Die Palästinensische Autonomiebehörde, die im Westjordanland eine begrenzte Selbstverwaltung ausübt und das Existenzrecht Israels anerkennt, verlor 2007 die Kontrolle über Gaza an die Hamas, die auf die Zerstörung Israels geschworen hat.

Das Außenministerium sagte, Blinken habe seine Unterstützung für einen palästinensischen Staat zum Ausdruck gebracht, Bemühungen zum Schutz und zur Unterstützung der Zivilbevölkerung in Gaza erörtert und „Verwaltungsreformen“ der Palästinensischen Autonomiebehörde gefördert. Die PA sagte, Abbas habe Blinken gesagt, dass keine Palästinenser aus Gaza oder dem Westjordanland vertrieben werden sollten.

Blinken traf sich auch mit israelischen Führern und besuchte nahegelegene arabische Staaten auf der Suche nach einer künftigen Regelung für den Gazastreifen und seine 2,3 Millionen Einwohner.

Washington möchte, dass Israel der in Ramallah ansässigen Palästinensischen Autonomiebehörde künftig eine Rolle bei der Regierung von Gaza zuweist; Israel, das sagt, es wolle die Sicherheit im Gazastreifen auf unbestimmte Zeit kontrollieren, zögert.

Washington befürchtet, dass der Krieg die Gewalt in der gesamten Region ausweiten könnte und bewaffnete Gruppen, die von Israels Erzfeind Iran unterstützt werden, Solidaritätsangriffe im Libanon, in Syrien, im Irak und im Jemen starten.

Die Houthis, die den größten Teil des Jemen kontrollieren, haben eine der verkehrsreichsten Schifffahrtsrouten der Welt an der Mündung des Roten Meeres angegriffen und Washington gezwungen, Kriegsschiffe zum Schutz zu entsenden.

Ein Sprecher des Houthi-Militärs sagte, die Gruppe habe eine große Anzahl Raketen und Drohnen auf ein US-Schiff abgefeuert, das Israel unterstützte, und nannte dies eine „vorläufige Reaktion“ auf einen Vorfall in der Silvesternacht, als US-Hubschrauber drei Boote mit Huthi-Kämpfern versenkten versuchte, an Bord eines Handelsschiffes zu gelangen.

Bei einer Rede in Bahrain auf der nächsten Etappe seiner Reise sagte Blinken, dass anhaltende Angriffe auf die Handelsschifffahrt Konsequenzen haben würden.

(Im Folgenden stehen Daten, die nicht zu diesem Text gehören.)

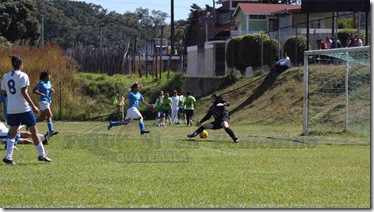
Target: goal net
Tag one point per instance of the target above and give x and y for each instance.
(337, 91)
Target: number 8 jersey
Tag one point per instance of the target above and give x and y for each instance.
(12, 83)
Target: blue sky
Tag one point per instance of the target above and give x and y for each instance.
(181, 7)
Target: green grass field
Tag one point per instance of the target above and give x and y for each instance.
(272, 167)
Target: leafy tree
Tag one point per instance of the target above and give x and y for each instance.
(192, 23)
(18, 21)
(4, 44)
(295, 48)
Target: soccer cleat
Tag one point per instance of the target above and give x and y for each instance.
(144, 131)
(9, 161)
(110, 125)
(44, 158)
(45, 141)
(52, 133)
(192, 135)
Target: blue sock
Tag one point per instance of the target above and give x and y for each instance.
(141, 125)
(115, 123)
(17, 138)
(50, 126)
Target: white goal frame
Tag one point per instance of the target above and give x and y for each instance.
(306, 80)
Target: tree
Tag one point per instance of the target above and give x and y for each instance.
(192, 23)
(18, 21)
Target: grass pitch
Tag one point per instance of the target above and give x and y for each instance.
(272, 167)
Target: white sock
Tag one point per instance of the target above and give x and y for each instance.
(9, 148)
(40, 149)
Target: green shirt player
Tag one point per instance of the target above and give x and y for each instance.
(182, 100)
(189, 105)
(166, 109)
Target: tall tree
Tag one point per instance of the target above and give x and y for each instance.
(192, 23)
(18, 21)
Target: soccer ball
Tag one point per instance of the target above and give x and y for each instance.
(204, 134)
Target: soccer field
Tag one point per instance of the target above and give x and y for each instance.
(272, 167)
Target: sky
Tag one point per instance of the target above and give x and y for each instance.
(181, 7)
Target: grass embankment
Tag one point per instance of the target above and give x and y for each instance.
(96, 168)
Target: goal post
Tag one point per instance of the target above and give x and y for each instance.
(338, 75)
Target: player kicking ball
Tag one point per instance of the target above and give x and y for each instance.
(134, 97)
(221, 118)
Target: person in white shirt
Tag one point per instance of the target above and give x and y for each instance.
(20, 109)
(282, 64)
(21, 138)
(174, 107)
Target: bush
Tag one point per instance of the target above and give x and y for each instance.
(4, 44)
(250, 49)
(232, 54)
(295, 48)
(271, 49)
(345, 34)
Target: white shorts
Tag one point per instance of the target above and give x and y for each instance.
(44, 105)
(133, 113)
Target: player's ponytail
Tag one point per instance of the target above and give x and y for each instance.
(135, 85)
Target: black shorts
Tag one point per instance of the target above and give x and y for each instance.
(217, 124)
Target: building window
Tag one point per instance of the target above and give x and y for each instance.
(273, 24)
(317, 23)
(257, 16)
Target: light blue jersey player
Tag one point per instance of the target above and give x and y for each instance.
(3, 100)
(44, 89)
(134, 97)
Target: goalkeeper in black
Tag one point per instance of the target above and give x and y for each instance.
(221, 118)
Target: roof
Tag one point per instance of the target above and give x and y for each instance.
(263, 9)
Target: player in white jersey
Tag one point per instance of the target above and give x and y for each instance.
(20, 109)
(21, 138)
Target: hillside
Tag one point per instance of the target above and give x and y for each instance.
(278, 100)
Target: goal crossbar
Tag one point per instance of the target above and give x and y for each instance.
(347, 54)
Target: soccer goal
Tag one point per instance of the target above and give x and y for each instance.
(337, 91)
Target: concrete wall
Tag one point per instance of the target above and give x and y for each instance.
(209, 62)
(201, 86)
(192, 61)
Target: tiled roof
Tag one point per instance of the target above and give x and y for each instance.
(258, 8)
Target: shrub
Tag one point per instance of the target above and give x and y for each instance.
(4, 44)
(250, 49)
(271, 49)
(295, 48)
(344, 35)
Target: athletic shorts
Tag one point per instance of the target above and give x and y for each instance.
(217, 124)
(165, 112)
(133, 113)
(181, 110)
(27, 118)
(44, 105)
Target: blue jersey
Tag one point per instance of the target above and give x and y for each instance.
(45, 87)
(4, 101)
(134, 99)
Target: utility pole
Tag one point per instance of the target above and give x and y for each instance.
(172, 35)
(42, 32)
(207, 16)
(101, 36)
(162, 35)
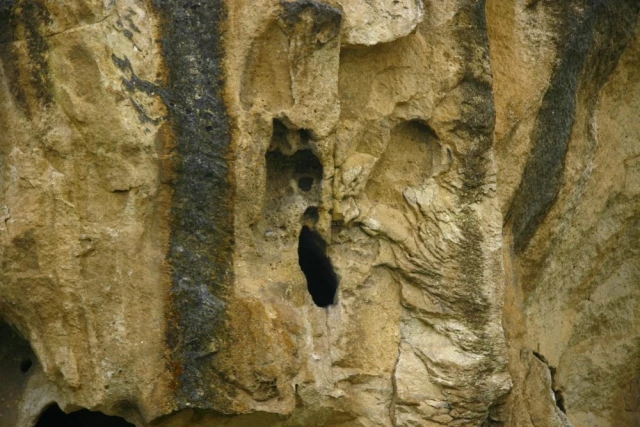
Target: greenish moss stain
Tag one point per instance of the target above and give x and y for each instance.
(201, 242)
(476, 124)
(590, 41)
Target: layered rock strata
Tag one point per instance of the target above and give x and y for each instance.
(341, 212)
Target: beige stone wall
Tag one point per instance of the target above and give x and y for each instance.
(470, 173)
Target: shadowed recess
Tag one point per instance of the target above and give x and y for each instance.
(322, 281)
(54, 417)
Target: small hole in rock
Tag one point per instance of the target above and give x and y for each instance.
(25, 365)
(305, 183)
(311, 215)
(322, 281)
(53, 416)
(559, 400)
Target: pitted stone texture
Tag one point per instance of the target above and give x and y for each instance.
(379, 21)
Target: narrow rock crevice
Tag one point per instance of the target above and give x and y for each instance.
(557, 394)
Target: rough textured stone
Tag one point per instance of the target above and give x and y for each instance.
(176, 177)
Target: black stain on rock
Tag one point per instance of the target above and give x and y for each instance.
(201, 241)
(591, 38)
(26, 68)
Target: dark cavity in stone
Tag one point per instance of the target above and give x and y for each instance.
(54, 417)
(322, 281)
(305, 183)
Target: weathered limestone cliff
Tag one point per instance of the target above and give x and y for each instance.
(320, 213)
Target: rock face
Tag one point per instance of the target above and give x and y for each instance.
(298, 213)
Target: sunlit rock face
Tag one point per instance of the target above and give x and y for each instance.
(341, 212)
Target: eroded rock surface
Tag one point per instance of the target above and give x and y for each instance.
(183, 184)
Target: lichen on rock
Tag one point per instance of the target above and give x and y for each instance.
(319, 212)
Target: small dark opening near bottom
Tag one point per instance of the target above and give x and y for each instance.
(54, 417)
(559, 400)
(322, 281)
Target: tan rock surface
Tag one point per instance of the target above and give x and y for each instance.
(182, 183)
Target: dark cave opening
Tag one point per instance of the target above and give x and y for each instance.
(53, 416)
(559, 400)
(322, 281)
(305, 183)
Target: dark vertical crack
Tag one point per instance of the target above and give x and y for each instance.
(201, 242)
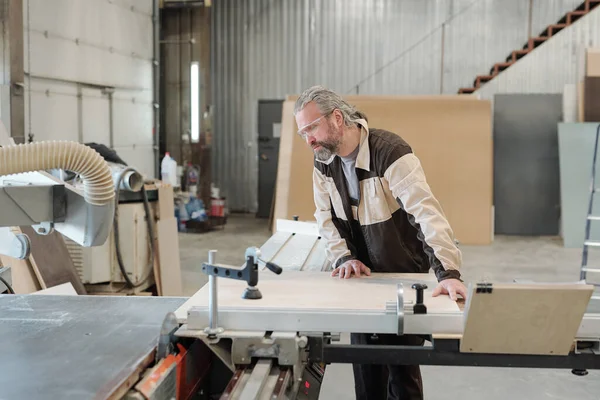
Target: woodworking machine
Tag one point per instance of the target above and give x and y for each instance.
(266, 329)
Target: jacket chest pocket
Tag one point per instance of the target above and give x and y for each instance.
(336, 199)
(374, 206)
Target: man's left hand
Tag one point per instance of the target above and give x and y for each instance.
(450, 287)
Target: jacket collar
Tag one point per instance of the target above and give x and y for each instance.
(363, 159)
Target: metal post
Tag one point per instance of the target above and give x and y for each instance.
(212, 295)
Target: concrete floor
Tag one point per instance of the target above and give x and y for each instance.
(508, 258)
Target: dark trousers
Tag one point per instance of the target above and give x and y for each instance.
(387, 382)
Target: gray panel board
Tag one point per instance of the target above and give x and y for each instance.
(526, 167)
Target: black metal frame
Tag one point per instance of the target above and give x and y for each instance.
(446, 352)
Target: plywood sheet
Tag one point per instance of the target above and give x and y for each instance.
(318, 291)
(591, 95)
(592, 67)
(450, 134)
(547, 325)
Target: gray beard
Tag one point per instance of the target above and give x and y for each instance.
(323, 154)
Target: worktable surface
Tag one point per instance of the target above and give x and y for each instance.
(75, 347)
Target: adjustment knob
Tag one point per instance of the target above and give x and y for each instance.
(419, 307)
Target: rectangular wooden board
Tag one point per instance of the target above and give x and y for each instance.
(451, 135)
(538, 319)
(168, 253)
(317, 291)
(53, 260)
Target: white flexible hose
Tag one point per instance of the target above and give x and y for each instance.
(98, 186)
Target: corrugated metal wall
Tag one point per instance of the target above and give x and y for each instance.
(266, 49)
(550, 67)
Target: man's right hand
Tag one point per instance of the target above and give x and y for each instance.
(350, 267)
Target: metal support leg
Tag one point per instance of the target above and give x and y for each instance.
(213, 316)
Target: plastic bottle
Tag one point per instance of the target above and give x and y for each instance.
(168, 170)
(192, 179)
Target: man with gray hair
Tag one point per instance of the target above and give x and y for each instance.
(377, 213)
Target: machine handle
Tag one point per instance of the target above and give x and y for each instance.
(274, 268)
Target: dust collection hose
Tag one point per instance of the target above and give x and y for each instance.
(98, 185)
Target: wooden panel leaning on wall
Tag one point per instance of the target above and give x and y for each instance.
(451, 135)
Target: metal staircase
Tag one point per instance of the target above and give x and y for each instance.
(531, 44)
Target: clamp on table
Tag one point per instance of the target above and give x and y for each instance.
(248, 273)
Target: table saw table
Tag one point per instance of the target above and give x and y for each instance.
(100, 347)
(76, 347)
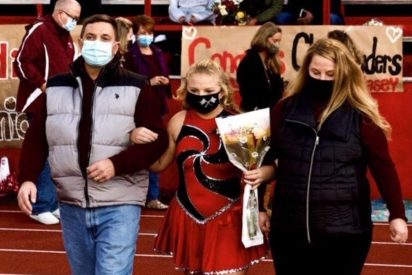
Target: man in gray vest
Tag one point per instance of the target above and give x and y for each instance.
(83, 129)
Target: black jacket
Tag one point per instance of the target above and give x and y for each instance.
(321, 178)
(258, 88)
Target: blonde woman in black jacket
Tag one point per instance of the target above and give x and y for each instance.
(258, 74)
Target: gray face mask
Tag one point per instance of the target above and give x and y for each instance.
(70, 25)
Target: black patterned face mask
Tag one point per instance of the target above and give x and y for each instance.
(203, 103)
(319, 89)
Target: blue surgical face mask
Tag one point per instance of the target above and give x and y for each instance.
(97, 53)
(145, 40)
(70, 24)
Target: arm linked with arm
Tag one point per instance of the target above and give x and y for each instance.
(141, 156)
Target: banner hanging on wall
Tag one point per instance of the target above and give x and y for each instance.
(380, 45)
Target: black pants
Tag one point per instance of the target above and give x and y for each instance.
(339, 254)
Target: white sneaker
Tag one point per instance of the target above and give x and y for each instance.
(45, 218)
(56, 213)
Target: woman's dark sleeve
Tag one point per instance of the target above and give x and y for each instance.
(383, 168)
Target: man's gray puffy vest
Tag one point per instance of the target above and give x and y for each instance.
(113, 120)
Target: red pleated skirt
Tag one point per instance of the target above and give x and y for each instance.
(214, 247)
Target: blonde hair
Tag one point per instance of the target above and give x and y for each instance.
(211, 68)
(124, 25)
(349, 83)
(144, 21)
(345, 38)
(260, 43)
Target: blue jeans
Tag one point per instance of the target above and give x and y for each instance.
(153, 191)
(100, 240)
(46, 192)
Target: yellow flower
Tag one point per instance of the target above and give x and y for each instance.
(240, 15)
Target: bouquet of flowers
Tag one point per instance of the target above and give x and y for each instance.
(229, 13)
(246, 138)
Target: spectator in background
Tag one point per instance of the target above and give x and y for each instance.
(345, 38)
(46, 50)
(258, 73)
(308, 12)
(191, 11)
(125, 30)
(146, 59)
(326, 134)
(261, 11)
(83, 128)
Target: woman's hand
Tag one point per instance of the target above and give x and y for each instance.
(257, 176)
(399, 230)
(142, 135)
(264, 222)
(159, 80)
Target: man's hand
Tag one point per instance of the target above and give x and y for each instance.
(27, 196)
(142, 135)
(101, 170)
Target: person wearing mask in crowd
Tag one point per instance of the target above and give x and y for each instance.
(258, 73)
(308, 12)
(207, 207)
(146, 59)
(346, 40)
(126, 36)
(261, 11)
(46, 50)
(191, 11)
(326, 133)
(83, 127)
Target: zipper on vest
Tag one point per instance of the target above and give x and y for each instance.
(309, 178)
(86, 188)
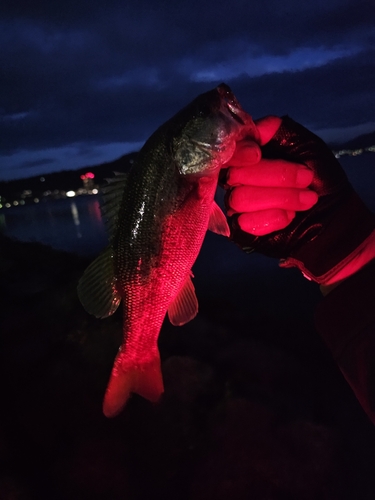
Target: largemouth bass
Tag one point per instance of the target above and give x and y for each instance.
(158, 216)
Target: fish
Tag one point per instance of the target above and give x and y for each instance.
(158, 214)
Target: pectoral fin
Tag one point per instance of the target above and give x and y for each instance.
(218, 222)
(96, 288)
(185, 306)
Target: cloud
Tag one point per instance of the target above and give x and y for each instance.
(36, 163)
(102, 73)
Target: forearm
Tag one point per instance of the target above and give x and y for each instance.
(346, 321)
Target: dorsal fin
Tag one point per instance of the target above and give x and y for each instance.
(96, 289)
(185, 306)
(218, 222)
(112, 194)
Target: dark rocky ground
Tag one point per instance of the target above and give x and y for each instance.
(254, 408)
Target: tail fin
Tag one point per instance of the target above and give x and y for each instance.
(143, 378)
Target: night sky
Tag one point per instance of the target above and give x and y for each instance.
(83, 82)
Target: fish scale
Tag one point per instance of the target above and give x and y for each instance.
(156, 229)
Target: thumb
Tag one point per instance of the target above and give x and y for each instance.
(267, 127)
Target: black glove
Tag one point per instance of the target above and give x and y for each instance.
(322, 239)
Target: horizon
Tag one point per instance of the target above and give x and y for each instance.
(86, 84)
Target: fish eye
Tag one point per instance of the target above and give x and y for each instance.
(204, 111)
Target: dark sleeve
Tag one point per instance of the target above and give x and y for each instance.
(346, 321)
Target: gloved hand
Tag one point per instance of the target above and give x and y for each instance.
(326, 231)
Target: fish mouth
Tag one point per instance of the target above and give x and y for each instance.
(232, 105)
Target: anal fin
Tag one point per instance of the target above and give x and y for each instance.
(185, 306)
(143, 378)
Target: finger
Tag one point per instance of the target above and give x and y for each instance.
(247, 153)
(265, 221)
(253, 199)
(271, 173)
(267, 128)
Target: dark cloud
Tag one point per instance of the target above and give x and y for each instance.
(98, 72)
(36, 163)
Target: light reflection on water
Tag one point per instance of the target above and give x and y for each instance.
(75, 225)
(71, 225)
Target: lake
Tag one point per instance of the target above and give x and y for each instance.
(75, 225)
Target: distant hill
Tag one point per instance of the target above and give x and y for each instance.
(66, 179)
(70, 179)
(362, 141)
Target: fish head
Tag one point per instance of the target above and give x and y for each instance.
(208, 130)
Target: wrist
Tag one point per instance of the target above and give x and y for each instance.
(344, 244)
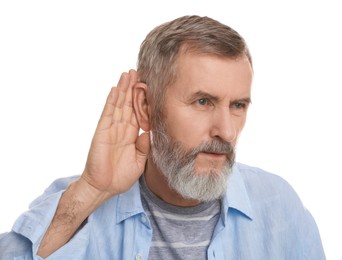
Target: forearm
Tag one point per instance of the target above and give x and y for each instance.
(76, 204)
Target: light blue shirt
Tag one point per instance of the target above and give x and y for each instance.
(261, 218)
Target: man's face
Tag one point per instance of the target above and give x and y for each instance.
(204, 112)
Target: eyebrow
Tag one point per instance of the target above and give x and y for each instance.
(203, 94)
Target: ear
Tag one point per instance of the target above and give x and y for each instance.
(141, 106)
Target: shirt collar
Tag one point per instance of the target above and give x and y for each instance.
(129, 203)
(236, 196)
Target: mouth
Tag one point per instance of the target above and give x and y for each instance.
(215, 155)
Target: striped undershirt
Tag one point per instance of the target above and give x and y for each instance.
(179, 232)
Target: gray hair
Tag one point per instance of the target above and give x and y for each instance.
(157, 60)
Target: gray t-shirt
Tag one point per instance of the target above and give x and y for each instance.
(179, 232)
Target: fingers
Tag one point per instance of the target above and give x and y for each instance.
(119, 103)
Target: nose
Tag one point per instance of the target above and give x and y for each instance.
(223, 126)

„Wir haben auch wiederholt versucht, Iran, wie auch andere Länder, deutlich zu machen, dass die Unterstützung, die sie den Houthis gewähren, auch für diese Aktionen, aufhören muss“, sagte er gegenüber Reportern.

KEIN NACHLASSEN

Obwohl Israel seit Neujahr öffentlich erklärt, dass es den Krieg zurückfahren werde, sagen die Bewohner des Gazastreifens, sie hätten kein Nachlassen gesehen. Fast die gesamte Bevölkerung wurde mindestens einmal aus ihren Häusern vertrieben, viele wurden mehrmals vertrieben, als die israelischen Streitkräfte vorrückten.

In Rafah, am südlichen Rand der Enklave, weinten Angehörige bei den Leichen von 15 Mitgliedern der Nofal-Familie, die in einer Leichenhalle eines Krankenhauses aufgebahrt wurden, nachdem ihr Haus über Nacht durch einen israelischen Luftangriff zerstört worden war.

Die meisten weißen Leichentücher waren winzig und enthielten Kinder darin.

Um Ahmed, eine Mutter von fünf Kindern aus Gaza-Stadt, die jetzt in einem Zelt in Rafah Zuflucht sucht, sagte, die Bewohner Gazas hätten gehofft, Blinkens Besuch bedeute, dass sie in ihre Häuser zurückkehren dürften.

„Es ist wie in Butter geschriebene Worte, die bald mit dem Sonnenaufgang verschwanden. Das waren die Worte von Blinken, falsch“, sagte sie.